Seorang pemuda terpelajar berbelanja ke pasar. Ia berniat membeli alat pertukangan untuk memperbaiki sekolah dimana ia belajar.

“Maaf, Pak, alat ini berapa harganya?”, pemuda tersebut bertanya kepada penjual sambil menunjukkan barang yang diingininya.

“Yang Tuan ambil itu satunya seharga 10.000”, jawab penjual singkat sambil melirik barang yang ditunjukkan sang pemuda terpelajar itu.
Sang pemuda manggut-manggut.
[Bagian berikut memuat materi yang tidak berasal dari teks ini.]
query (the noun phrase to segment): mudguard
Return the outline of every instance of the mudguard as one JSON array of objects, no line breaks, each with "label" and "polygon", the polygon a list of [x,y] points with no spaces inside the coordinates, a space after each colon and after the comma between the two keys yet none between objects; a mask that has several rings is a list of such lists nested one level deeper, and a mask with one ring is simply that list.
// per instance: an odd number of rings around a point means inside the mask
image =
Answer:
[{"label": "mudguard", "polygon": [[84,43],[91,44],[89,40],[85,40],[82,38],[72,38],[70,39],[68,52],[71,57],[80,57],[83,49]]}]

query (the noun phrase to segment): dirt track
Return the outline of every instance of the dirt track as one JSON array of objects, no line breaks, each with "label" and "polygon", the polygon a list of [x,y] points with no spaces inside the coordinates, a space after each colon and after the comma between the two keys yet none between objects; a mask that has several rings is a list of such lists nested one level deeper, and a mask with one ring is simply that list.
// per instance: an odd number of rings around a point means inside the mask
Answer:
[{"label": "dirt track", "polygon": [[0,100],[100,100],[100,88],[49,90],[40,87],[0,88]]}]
Ia kemudian merogoh sakunya. Sambil mengangsurkan uang tiga lembar ia berkata, “Ya sudah, jika begitu saya mengambil tiga”.

Begitu menerima uluran uang itu, sang penjual kemudian menghardik, “Eh, bagaimana Tuan bisa mengambil tiga barang dengan uang segini?! Uang ini masih kurang!”.

Sang pemuda tertegun sejenak. Ia menjadi bingung. Bukankah tadi dikatakan satu barang seharga 10.000, jadi jika ia mengambil tiga barang berarti ia harus membayar 30.000, tetapi mengapa ini disalahkan? Pemuda itu akhirnya protes.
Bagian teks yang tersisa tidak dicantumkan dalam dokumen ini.